In 1770, Oliver Pollock married Margaret O’Brien of New Orleans, with whom he had eight children. By the outbreak of the American Revolutionary War, Pollock had become very wealthy and had significant political influence.
The American Colonies turned to a number of sources for backing. Some of the major contributors to America’s independence included the Kingdoms of France and Spain, and, remarkably, Oliver Pollock based in New Orleans.
He saw a golden opportunity to carve out a place for himself in America’s financial landscape. He personally donated 300,000 pesos to the war effort, equivalent to $1bn today.
The primary beneficiary of Oliver Pollock’s finances was General George Rogers Clark, whose successful campaigns across the American frontier, and especially in Illinois, opened up the Northwest for the colonial forces.
However, Pollock overstretched his financial capabilities and accrued a massive debt supporting the American cause in the West and the South–territory that was then handed over to France and Spain for their support during the War.
Pollock was forced to declare bankruptcy in 1782, liquidating his assets and personal possessions.
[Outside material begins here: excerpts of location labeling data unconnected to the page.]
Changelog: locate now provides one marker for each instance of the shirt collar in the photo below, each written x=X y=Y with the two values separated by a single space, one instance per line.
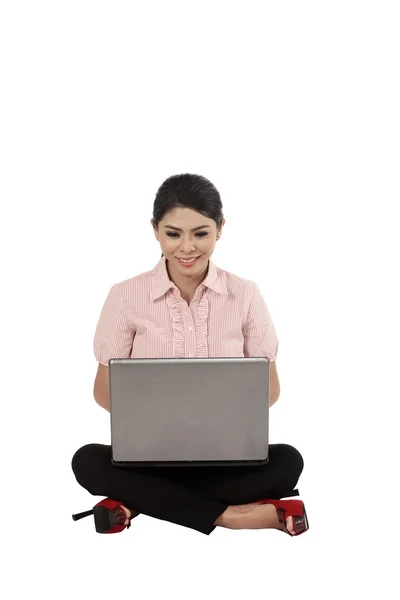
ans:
x=162 y=283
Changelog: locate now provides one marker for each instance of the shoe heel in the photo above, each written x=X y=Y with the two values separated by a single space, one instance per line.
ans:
x=104 y=519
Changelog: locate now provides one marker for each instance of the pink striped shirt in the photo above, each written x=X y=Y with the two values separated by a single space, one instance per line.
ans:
x=146 y=317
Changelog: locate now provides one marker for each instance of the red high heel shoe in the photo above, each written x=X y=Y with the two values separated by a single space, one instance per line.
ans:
x=289 y=508
x=109 y=516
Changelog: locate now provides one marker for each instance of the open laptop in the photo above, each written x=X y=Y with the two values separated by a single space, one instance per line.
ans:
x=189 y=412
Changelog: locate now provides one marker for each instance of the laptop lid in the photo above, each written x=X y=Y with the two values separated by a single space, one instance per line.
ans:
x=188 y=412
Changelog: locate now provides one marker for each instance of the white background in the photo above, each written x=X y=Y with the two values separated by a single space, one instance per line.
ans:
x=292 y=110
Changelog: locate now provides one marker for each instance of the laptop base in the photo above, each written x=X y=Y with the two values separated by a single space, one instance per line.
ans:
x=191 y=463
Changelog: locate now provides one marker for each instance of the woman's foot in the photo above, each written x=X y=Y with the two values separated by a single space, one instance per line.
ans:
x=252 y=516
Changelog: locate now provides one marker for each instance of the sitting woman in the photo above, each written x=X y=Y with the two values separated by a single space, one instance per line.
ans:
x=187 y=222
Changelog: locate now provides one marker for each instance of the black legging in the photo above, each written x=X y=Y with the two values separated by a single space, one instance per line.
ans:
x=190 y=496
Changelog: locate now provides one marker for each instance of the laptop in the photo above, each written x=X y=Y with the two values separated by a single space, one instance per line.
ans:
x=176 y=412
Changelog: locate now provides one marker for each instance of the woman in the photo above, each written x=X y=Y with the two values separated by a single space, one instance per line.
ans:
x=187 y=221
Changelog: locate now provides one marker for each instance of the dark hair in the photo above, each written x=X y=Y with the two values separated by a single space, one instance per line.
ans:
x=188 y=191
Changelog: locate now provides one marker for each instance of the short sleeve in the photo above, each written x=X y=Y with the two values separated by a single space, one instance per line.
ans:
x=259 y=333
x=114 y=334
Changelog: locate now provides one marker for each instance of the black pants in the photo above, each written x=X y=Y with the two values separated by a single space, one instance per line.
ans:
x=190 y=496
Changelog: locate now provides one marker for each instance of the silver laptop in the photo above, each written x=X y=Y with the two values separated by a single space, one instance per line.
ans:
x=189 y=412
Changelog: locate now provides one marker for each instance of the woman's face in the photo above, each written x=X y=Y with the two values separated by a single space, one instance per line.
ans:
x=178 y=240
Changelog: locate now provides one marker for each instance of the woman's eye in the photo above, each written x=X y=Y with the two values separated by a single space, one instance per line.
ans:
x=201 y=234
This included the Mississippi River lands near Baton Rouge and Pointe Coupée, upon which Louisiana State University would be built.
The following year, he was appointed an agent by the United States in Havana, where he would be imprisoned for his debts a year later, amounting to $150,000. By 1785 he was released on parole and returned to Philadelphia, and continued his attempts to regain his wealth and stature. There he met a sympathetic Robert Morris, another financier of the war who had also incurred debts as a result.
Congress did not discharge Pollock of his debts until 1791, at which stage he moved back to Cumberland County in Pennsylvania, an area popular with Irish emigrants. His legacy turned out to be hidden in the ledgers he sent to Congress in the hope of recovering money promised to him by the Commercial Committee.
The preferred currency in the American colonies had been the Spanish dollar, also known as Spanish peso, which was commonly obtained through illicit trade in the Spanish Caribbean.
In his ledgers, Pollock abbreviated ‘pesos’ to ‘ps’ and tended to run the letters together, resulting in a symbol resembling a $. The timing could not have been better: it was the intention of the new Secretary of Finance Alexander Hamilton to establish a strong central bank and currency.
Historians have analysed the source of the $ symbol and have yet to find it written down prior to Pollock’s use in his ledgers. His unintentional creation is supported by the fact that his friend, and Washington’s Superintendent of Finance, Robert Morris, chose to adopt the symbol by 1797, and had it cast in type in Philadelphia as the official symbol for the new nation’s own currency.
Oliver Pollock delved into the world of politics in the early decades of the nineteenth century; running for Congress three times. He was never successful on that front despite garnering the popular vote. He retired in 1819 to Mississippi, where he stayed until his death in December 17th, 1823, in Pinckneyville.
All that remains of him is a single gravestone in the defunct Pinckneyville Episcopal Church cemetery. His sole depiction in the United States is an impressionistic bronze sculpture on display since 1979 in Galvez Plaza in downtown Baton Rouge.